Report reveals single-use plastic bottle pollution has increased in SEQ

South East Queenslanders are being urged to avoid single-use plastic bottles this summer and turn to tap water instead, after a new report revealed an increase in plastic litter in our waterways.

Healthy Land and Water and Queensland Urban Utilities have joined forces to encourage everyone to carry a reuseable water bottle to help reduce the growing tide of plastic in our rivers and creeks.

The call to action follows today’s release of Healthy Land and Water’s Clean Up Program Annual Report, which found the amount of single-use plastic bottle pollution picked out of our waterways had increased in our waterways for the first time in four years.

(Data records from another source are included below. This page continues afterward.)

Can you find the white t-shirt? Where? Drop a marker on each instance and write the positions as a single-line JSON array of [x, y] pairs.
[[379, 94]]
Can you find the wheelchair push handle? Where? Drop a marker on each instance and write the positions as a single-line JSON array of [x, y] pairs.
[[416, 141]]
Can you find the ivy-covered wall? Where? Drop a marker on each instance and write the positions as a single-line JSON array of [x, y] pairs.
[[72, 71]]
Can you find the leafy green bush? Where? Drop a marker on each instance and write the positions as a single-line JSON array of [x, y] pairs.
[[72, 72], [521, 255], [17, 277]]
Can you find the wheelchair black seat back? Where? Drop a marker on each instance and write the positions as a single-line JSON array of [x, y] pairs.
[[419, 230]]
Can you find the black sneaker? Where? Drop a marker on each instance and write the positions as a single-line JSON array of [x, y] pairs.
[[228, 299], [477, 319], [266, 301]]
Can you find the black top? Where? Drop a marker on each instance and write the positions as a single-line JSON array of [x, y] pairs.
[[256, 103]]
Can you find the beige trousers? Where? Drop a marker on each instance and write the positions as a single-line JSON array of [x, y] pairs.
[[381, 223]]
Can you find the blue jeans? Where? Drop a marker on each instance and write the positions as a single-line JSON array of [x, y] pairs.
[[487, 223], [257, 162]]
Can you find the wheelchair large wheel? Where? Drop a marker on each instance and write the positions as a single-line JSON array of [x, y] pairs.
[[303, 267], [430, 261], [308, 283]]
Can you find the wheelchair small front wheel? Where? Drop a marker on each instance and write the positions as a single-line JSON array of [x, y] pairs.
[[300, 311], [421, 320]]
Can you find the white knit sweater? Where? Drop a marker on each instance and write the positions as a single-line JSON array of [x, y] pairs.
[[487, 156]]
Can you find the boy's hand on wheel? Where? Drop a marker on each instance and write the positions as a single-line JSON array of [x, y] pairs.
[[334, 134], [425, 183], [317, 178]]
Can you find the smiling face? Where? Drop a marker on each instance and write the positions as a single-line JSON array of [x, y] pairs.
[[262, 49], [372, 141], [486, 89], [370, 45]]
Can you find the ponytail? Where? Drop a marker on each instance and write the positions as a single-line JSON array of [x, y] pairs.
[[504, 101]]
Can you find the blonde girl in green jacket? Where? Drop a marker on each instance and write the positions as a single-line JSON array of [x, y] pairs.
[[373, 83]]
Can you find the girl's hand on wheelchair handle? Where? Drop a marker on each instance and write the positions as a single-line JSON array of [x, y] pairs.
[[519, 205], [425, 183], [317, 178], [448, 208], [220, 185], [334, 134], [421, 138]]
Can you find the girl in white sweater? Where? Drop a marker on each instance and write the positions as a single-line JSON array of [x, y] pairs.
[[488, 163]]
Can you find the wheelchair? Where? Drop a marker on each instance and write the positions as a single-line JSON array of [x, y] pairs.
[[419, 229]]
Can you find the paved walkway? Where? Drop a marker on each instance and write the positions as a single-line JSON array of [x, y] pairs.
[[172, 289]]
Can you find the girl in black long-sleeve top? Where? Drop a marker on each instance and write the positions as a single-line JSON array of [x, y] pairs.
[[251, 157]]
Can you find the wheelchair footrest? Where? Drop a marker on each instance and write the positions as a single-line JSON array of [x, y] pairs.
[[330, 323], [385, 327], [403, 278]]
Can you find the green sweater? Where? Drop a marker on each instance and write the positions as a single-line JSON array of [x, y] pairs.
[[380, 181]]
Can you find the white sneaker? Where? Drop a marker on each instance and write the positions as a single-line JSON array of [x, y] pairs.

Healthy Land and Water CEO, Julie McLellan, said more than 16,000 plastic bottles were picked out of rivers across Brisbane, the Gold Coast, Logan and Ipswich in the twelve months to June 2017. 

“Buying bottled water is a popular and convenient way to keep hydrated in summer but it comes at a terrible price,” she said.

“Too often single-use plastic bottles are discarded and end up polluting our waterways and impacting on fragile marine habitats.

“Thirty per cent of the turtle deaths in Moreton Bay are caused by the ingestion of plastic litter*.”

The Clean Up Program Report found single-use plastic water bottles accounted for 22 per cent of the total rubbish collected from our rivers.

It’s the first time plastic bottle litter has increased in the past four years, possibly due to the large amount of litter washed into waterways during ex-tropical cyclone Debbie last year.

Queensland Urban Utilities spokesperson, Michelle Cull, said carrying a reusable water bottle and filling up on tap water was not only better for the environment, but your health and hip pocket.

“Australians spend more than $600 million on bottled water every year which doesn’t make sense,” she said.

“Tap water is also better for your health than other drinks because it doesn’t contain any sugar.

“If you find the taste of water a bit boring, a big trend this summer is creating your own fruit infusions. All you need to do is add your favourite fruits to a jug or dispenser of water and let it rest for a few hours in the fridge.”

Healthy Land and Water has made it easier to fill up on tap water by installing go2zone water refilling stations at seven public places across South East Queensland.

Queensland Urban Utilities has also installed four water refill stations at South Bank Parklands.